In a videotaped address Wednesday to the United Nations General Assembly, Ukrainian President Volodymyr Zelensky called on the nations of the world to punish Russia's government for the war it launched against Ukraine earlier this year.
“A crime has been committed against Ukraine and we demand just punishment,” Zelensky said. “The crime was committed against our state borders. The crime was committed against the lives of our people. The crime was committed, again, against the dignity of our women and men. The crime was committed against the values that make you and me a community of the United Nations.”
Only seven member states voted against allowing Zelensky to address the General Assembly via video feed, Ukraine's president said: Russia, North Korea, Nicaragua, Cuba, Syria, Belarus and Eritrea. Again and again, Zelensky used his remarks to press the point that Russia must be held accountable for its decision to launch a preemptive war on its neighbor.
“Ukraine demands punishment for trying to steal our territory, punishment for the murders of thousands of people, punishment for the tortures and humiliations of women and men, punishment for the catastrophic turbulence Russia provoked with its illegal war — and not only for us Ukrainians, but for the whole world,” Zelensky said.
Punishing Russia, Zelensky said, was one plank of what he billed as a 5-point “formula for peace” to end the ongoing conflict. The other items in his plan included guarantees to protect life, the restoration of security measures and the reestablishment of Ukraine’s territorial integrity, future security guarantees as well as Ukraine’s unfettered “determination to defend one’s self.”
Specifically, Zelensky said that international punishment against Russia must be carried out until “the internationally recognized border [of Ukraine] is restored,” and “until the damages and losses of the war are fully compensated.” Until then, international sanctions against Moscow should continue, Zelensky said.
Russia should also be stripped of its right to vote or issue vetos as a permanent member of the U.N. Security Council, Zelensky said. He also took aim at some Russian citizens, like those who have continued to vacation in Crimea, which Russia annexed from Ukraine in 2014, as the war rages on just miles away.
“Citizens of the aggressor state [Russia] shouldn’t be allowed to enjoy tourism or shopping in the territory of those who value this,” Zelensky said, “but should be encouraged through visa restrictions to fight against the aggression of their own state.”
Zelensky noted that as the General Assembly was taking place, Ukraine’s military was continuing to uncover human remains from a mass grave in the recently liberated town of Izyum.
“The bodies of women and men, children and adults, civilians and soldiers were found there — 445 graves,” Zelensky said before recounting how a male victim was found to have been castrated prior to being killed.
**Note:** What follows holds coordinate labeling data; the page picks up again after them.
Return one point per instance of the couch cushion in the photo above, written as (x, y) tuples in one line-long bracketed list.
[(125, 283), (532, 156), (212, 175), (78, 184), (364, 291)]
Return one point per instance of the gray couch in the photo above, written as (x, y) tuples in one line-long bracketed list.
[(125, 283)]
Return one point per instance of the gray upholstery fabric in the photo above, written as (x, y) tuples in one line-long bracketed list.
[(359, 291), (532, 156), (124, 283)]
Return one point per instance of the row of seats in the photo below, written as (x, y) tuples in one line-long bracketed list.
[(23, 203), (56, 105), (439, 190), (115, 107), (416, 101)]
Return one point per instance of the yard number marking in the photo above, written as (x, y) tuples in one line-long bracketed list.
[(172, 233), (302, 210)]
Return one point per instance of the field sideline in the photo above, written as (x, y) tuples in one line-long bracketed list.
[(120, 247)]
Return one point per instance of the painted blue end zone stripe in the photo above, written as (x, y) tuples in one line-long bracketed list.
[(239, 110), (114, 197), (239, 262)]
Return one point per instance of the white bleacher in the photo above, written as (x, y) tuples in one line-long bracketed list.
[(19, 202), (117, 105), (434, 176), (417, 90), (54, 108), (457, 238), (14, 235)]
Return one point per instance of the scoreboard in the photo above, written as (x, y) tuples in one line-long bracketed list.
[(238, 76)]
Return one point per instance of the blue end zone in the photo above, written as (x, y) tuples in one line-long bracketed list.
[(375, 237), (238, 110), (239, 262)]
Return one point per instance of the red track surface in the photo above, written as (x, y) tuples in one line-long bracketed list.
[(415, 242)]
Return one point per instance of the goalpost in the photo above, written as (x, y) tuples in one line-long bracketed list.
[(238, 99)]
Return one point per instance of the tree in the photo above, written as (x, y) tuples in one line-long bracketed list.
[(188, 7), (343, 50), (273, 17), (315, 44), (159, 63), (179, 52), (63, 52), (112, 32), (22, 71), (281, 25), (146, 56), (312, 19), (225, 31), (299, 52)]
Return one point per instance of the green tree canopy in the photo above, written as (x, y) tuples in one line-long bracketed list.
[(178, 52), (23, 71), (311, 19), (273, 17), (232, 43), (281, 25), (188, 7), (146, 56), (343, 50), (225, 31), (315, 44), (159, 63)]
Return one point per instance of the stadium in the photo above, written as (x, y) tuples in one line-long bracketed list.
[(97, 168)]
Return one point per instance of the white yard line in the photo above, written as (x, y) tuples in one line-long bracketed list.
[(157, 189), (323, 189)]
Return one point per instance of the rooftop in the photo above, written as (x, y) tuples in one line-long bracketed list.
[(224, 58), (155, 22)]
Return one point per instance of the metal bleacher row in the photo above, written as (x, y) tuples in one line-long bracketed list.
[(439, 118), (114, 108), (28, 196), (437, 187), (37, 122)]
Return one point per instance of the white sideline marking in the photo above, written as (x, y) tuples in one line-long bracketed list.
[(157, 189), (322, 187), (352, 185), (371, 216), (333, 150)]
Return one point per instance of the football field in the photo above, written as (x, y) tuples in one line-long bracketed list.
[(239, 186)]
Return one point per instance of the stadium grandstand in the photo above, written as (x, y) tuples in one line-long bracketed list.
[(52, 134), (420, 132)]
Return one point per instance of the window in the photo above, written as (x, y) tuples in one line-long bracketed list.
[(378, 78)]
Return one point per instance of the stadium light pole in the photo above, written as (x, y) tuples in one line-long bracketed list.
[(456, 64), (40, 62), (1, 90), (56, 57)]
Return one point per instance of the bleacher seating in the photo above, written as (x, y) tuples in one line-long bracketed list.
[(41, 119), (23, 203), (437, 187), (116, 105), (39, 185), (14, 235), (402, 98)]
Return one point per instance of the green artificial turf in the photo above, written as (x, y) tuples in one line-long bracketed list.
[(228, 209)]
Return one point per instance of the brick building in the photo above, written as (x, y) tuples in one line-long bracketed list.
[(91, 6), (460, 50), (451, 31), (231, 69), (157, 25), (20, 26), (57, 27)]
“Ask, please, the representatives of Russia why the Russian military are so obsessed [sic] with castration,” Zelensky said. “What was done to them so that they want to do this to others?”
In a speech delivered before the assembly earlier in the day, President Joe Biden forcefully decried Russia's invasion of Ukraine.
“This war is about extinguishing Ukraine’s right to exist as a state, plain and simple, and Ukraine’s right to exist as a people,” Biden said. “Wherever you are, wherever you live, whatever you believe ... that should make your blood run cold.”
Weaponry provided by the United States and other NATO allies are credited with helping sway the momentum in the conflict toward Ukraine and Biden made clear that the U.S. would not back down in its opposition to Russian aggression. Still, Zelensky renewed his appeal for even more military hardware.
“For us, this is war for life. That is why we need defense support,” Zelensky said. “Weapons, military equipment and shells. Offensive weapons, and long-range ones, is enough to liberate our land. And defensive systems, above all air defense, and we need financial support to keep internal stability and fulfill social obligations to our people.”
In his own speech on Friday, Russian President Vladimir Putin announced a partial mobilization of 300,000 reservists to the military in order to try to stem recent military setbacks in Ukraine. He also accused the U.S. and Europe of “nuclear blackmail,” and issued a not-so-veiled threat to use nuclear weapons.
“The territorial integrity of our homeland, our independence and freedom will be ensured, I will emphasize this again, with all the means at our disposal,” Putin said. “And those who try to blackmail us with nuclear weapons should know that the prevailing winds can turn in their direction.”
But Zelensky also referenced an incident that occurred Monday in which Russian artillery shells exploded near the Pivdennoukrainsk nuclear power plant in Ukraine’s southern Mykolaiv province, the latest act in the conflict that, Zelensky said, proved again that Putin was the one who posed a global threat.
“On the eve of the General Assembly meeting, Russia fired missiles at a South Ukraine nuclear power plant. The explosion hit the station buildings. Windows were broken, walls were damaged. The rockets exploded only 300 meters from the walls of the reactors. And this is after the IAEA’s clear appeal to Russia to stop any hostile activity against any nuclear facilities of Ukraine,” Zelensky said, adding,“That makes all of you a target. Russian radiation blackmailing is something that should concern each and every one of you because none of you will find a vaccine against radiation sickness.”